In Northern China, the Ancient Chinese used spoons and chopsticks as eating utensils between 300 – 600 CE. Spoons were used to eat food that included grains, such as wheat or millet. Chopsticks were used to eat food that did not include grains. The following dynasties were in place during this time: Western Jin (265 – 316 CE), Eastern Jin (317 – 419 CE), Lui Song (420 – 479 CE), Qi (479 – 501 CE), Liang (502 – 556 CE), Chen (557 – 589 CE), and Sui (581 – 618 CE).
The Ancient Chinese, in Northern China, ground grains into flours over 4000 years ago, but it was not a widespread practice. During the Han dynasties [Western Han (206 BCE – 23 CE) and Eastern Han (25 – 220 CE)], more people began grinding grains into flour and using the flour to make food, such as noodles, pancakes and wheat buns. The Ancient Chinese shifted from using a spoon for grain-based food to using chopsticks.
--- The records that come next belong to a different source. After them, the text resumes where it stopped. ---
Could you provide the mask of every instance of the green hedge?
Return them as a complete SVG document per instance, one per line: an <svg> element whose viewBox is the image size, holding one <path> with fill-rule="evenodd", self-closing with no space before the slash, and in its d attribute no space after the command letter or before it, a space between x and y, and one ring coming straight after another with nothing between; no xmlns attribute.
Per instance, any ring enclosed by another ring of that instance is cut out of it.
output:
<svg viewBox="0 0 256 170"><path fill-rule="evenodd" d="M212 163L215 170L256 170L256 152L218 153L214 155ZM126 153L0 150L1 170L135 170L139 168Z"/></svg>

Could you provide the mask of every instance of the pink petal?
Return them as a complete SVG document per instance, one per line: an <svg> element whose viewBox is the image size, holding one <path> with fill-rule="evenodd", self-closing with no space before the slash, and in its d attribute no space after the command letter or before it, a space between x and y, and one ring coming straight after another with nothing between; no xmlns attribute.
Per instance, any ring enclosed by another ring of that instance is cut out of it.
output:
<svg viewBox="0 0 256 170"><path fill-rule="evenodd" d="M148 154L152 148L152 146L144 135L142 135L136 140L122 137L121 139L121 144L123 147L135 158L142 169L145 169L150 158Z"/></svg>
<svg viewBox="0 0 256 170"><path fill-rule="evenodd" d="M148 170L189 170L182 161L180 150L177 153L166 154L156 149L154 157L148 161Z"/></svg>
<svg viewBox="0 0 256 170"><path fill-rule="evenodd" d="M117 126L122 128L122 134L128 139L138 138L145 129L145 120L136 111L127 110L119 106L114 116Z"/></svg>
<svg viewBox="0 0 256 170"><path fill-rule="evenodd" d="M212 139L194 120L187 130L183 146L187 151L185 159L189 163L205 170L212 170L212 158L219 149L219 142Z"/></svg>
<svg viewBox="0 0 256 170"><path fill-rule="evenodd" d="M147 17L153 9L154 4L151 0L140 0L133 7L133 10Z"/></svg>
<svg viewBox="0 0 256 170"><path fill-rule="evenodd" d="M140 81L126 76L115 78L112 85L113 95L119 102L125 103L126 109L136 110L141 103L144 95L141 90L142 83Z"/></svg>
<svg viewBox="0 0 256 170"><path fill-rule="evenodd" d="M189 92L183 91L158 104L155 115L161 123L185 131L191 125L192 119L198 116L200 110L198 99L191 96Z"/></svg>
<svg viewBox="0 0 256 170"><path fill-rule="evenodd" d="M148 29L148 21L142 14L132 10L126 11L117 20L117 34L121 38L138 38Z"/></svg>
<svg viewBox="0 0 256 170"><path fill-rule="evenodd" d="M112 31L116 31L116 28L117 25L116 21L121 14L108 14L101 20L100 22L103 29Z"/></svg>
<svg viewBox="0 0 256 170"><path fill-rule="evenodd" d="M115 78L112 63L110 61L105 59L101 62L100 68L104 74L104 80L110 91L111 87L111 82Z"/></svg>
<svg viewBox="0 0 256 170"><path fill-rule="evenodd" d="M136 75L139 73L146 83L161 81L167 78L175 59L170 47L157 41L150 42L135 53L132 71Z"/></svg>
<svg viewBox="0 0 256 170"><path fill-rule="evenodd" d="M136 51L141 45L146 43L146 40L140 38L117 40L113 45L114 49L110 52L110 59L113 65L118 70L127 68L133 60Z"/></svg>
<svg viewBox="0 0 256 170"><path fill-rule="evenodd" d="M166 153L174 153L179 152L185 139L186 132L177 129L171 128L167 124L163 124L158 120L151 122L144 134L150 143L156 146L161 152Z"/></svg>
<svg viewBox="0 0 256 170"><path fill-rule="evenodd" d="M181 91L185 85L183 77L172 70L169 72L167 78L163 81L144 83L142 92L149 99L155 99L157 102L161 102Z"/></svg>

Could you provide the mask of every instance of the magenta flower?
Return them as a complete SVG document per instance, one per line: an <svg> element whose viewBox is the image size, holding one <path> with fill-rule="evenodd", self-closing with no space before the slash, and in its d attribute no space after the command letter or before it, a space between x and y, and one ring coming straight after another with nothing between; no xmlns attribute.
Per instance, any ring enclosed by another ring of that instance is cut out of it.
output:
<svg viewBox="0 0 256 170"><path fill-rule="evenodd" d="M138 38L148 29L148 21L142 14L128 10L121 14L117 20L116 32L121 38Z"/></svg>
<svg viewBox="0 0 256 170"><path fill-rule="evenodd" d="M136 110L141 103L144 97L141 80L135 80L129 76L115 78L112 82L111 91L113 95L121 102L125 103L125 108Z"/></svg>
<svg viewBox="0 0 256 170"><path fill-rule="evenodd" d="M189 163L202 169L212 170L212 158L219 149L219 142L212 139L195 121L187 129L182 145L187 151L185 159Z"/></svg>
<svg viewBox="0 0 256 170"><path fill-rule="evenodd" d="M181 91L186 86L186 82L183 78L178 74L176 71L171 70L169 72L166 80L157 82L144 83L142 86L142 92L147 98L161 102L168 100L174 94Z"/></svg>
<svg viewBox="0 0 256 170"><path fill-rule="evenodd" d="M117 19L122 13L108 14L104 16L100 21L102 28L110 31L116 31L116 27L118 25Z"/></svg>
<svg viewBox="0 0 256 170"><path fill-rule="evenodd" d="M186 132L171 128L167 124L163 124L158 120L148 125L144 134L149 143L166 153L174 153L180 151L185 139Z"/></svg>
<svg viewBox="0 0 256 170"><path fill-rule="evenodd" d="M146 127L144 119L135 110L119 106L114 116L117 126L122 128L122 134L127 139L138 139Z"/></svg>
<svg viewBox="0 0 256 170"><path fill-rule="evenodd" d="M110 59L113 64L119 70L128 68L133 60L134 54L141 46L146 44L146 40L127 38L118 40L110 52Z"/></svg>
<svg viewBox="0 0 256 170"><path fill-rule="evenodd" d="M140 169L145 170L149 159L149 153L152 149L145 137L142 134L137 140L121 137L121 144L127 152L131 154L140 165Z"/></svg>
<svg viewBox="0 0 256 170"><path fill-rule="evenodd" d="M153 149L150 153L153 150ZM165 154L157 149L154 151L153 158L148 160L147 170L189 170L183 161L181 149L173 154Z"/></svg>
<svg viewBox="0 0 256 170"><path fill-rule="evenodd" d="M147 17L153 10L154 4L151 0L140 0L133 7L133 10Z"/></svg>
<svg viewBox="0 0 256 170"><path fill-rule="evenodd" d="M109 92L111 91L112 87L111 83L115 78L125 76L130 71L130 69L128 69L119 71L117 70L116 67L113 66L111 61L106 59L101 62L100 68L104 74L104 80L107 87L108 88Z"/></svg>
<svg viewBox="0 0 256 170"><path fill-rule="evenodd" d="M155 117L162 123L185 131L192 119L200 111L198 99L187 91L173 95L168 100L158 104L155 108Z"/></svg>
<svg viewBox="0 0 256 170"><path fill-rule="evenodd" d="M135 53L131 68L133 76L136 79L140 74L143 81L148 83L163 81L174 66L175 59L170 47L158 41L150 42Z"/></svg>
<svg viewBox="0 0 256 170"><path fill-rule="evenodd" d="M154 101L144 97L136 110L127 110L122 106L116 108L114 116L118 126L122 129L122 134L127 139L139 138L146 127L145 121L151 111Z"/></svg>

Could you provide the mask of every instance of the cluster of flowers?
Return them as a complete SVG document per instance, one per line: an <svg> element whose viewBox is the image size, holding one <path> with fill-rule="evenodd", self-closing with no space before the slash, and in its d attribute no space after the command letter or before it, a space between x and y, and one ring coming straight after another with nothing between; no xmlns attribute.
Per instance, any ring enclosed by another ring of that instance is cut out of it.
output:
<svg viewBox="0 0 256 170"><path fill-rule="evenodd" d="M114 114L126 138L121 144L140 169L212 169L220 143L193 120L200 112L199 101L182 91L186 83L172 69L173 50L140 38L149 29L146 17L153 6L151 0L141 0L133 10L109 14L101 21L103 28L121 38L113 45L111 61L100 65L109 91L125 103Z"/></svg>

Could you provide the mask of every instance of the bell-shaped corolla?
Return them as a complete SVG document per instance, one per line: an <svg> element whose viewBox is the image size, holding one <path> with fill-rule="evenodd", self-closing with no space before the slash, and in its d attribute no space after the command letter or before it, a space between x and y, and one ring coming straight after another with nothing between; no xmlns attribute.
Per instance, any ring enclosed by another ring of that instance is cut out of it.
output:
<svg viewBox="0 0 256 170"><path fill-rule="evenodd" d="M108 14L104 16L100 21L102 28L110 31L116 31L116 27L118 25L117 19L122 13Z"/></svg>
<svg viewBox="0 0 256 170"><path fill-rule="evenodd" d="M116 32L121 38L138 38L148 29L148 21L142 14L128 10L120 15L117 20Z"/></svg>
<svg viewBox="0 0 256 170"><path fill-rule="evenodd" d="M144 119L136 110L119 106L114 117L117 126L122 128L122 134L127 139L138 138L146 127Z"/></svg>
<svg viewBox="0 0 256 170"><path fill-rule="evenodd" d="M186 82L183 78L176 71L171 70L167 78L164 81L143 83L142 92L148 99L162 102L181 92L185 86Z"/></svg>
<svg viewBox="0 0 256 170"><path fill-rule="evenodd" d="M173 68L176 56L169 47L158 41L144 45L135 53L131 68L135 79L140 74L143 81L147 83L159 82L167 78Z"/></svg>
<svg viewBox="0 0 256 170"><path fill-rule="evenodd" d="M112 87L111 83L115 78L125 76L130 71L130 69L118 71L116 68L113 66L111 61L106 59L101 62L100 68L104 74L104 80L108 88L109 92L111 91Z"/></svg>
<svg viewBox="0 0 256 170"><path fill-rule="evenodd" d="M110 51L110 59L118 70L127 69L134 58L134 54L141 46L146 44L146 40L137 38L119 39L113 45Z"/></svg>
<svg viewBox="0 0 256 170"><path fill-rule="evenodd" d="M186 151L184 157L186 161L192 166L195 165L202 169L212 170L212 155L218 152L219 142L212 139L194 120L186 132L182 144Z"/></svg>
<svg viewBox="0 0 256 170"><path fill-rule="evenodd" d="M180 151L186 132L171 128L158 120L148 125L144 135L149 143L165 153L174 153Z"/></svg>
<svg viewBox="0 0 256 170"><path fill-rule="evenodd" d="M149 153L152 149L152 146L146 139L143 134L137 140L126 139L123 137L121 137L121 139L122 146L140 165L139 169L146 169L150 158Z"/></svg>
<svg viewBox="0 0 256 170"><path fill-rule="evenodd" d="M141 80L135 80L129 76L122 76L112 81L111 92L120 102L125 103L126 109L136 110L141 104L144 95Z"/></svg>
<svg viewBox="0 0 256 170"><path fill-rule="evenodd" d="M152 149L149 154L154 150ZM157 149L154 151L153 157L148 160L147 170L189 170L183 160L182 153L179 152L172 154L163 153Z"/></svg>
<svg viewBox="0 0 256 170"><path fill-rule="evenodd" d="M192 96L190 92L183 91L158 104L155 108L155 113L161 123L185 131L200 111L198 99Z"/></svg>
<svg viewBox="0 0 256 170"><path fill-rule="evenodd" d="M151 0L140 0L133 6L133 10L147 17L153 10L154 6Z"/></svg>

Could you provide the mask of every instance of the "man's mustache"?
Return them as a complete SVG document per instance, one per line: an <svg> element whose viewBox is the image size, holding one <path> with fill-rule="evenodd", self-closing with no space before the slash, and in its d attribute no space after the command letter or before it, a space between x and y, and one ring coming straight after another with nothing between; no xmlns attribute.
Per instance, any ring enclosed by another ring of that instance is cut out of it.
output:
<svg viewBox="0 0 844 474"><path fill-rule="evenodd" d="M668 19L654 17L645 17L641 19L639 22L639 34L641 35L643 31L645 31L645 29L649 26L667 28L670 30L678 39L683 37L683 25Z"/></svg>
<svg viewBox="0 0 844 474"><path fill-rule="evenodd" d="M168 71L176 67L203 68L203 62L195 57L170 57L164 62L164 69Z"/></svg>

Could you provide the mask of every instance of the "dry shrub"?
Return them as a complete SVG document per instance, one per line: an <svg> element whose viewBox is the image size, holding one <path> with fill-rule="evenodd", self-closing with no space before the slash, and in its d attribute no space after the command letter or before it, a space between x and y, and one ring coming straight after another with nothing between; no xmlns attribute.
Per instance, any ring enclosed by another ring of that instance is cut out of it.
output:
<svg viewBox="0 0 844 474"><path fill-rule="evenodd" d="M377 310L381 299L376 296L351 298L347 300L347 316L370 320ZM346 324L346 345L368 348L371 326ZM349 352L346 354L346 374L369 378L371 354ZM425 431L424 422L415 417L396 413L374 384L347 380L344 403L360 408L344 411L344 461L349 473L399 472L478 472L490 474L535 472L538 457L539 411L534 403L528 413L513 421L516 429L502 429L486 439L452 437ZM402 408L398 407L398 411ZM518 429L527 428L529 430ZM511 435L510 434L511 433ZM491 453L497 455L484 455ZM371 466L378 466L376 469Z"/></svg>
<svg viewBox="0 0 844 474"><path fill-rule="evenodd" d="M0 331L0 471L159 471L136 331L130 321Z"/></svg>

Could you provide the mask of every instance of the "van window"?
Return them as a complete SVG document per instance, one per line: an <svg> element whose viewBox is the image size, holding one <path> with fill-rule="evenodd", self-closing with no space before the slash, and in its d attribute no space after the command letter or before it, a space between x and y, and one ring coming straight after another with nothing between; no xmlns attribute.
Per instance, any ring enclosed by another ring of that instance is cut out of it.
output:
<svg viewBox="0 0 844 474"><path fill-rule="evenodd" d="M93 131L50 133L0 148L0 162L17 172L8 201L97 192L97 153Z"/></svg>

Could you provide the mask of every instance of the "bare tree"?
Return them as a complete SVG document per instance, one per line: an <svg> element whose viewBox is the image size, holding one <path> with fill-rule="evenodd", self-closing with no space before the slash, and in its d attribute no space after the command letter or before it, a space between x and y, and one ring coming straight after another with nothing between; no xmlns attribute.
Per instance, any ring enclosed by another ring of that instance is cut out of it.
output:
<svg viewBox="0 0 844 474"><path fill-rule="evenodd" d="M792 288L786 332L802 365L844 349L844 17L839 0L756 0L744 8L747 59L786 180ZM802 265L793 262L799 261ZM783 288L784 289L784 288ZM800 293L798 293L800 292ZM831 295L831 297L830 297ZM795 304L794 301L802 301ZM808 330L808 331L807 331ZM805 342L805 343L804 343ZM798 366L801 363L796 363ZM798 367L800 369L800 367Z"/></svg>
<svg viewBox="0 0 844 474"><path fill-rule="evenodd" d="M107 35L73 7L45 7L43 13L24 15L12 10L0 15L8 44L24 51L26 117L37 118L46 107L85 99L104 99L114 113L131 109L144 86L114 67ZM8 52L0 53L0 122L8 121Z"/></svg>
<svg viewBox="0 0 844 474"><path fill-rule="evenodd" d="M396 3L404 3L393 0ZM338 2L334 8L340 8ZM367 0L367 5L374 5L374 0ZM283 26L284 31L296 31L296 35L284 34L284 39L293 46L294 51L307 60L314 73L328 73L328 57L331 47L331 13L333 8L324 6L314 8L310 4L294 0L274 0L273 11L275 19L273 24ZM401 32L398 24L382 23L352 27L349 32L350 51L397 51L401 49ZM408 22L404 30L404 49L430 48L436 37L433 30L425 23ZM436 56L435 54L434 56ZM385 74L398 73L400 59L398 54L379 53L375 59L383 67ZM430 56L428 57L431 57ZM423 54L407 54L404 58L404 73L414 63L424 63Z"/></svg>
The Ancient Chinese word for spoon is bi and the word for chopsticks is zhu. Using these two utensils together is known as bizhu. Early on, the Ancient Chinese held a spoon in one hand and chopsticks in the other while eating.
Between 1000 – 1450 CE, the Ancient Chinese began using spoons exclusively for liquid food, such as soups. Chopsticks became the prominent tool to use when eating all other foods. The following dynasties were in place during this time: Northern Song (960 – 1126 CE), Southern Song (1127 – 1279 CE), Yuan (1279 – 1368 CE), and Ming (1368 – 1644 CE).
In Southern China, the grain most predominately eaten by the Ancient Chinese was rice, which is easy to eat with chopsticks as the rice grains stick together. Chopstick acceptance as an eating tool was easier in the south as the clump of rice was easy to pick up from a bowl.
Benefits of Eating with Chopsticks
Using chopsticks creates a more demanding eating experience. You cannot get as much food in your mouth at one time as using a fork or spoon. Since it takes longer to eat, people may eat less because their appetite will diminish before they have eaten a lot of food.
Using chopsticks requires more hand-eye and hand-brain coordination than eating with your fingers or a fork or spoon. Chopsticks provide different muscle group exercise for the hands and may improve brain development in early childhood.
Using chopsticks gives you a tool to eat with anytime and anywhere. When no fork or spoon is available and eating with your fingers isn’t possible, find any two objects, such as sticks or straws, place them between your fingers and start eating.
What are Chopsticks Made From?
The Ancient Chinese made chopsticks from many different materials:
- wood, such as pine, sandalwood, and cedar
- grasses, such as bamboo
- metals, such as bronze, silver and gold
- stones, such as jade, crystal and agate
- animal bones, horns and tusks
Manners When Using Chinese Chopsticks
Here are some rules and manners to follow when using chopsticks.
Don’t do this with chopsticks
Avoid sticking the ends of chopsticks vertically into a bowl of food. When Buddhists offer incense and prayers to a deceased person, they stick the incense into a bowl of rice or sand. Placing chopsticks into your food makes it look like an offering to the dead.
Chopsticks are not a musical instrument. Using your chopsticks as drumsticks at the table will get you a stern look from your host.
Avoid using your chopsticks to point at people. Use words to get your point across rather than your chopstick.
Do this with chopsticks
When you want more food from a communal bowl, turn your chopsticks around and use the “clean” end to pick up the food. Alternatively, use a second pair of chopsticks exclusively for picking up food from a communal bowl or plate.
When provided wooden chopsticks that pull apart, remove splinters from the wood from them by rubbing the chopsticks together. Rub them away from your plate to avoid getting wood in your food.
If you have an individual bowl of rice, place small pieces of food on top of the rice. Bring the bowl of rice to your mouth and use your Chinese chopsticks to pick up the food and rice to eat.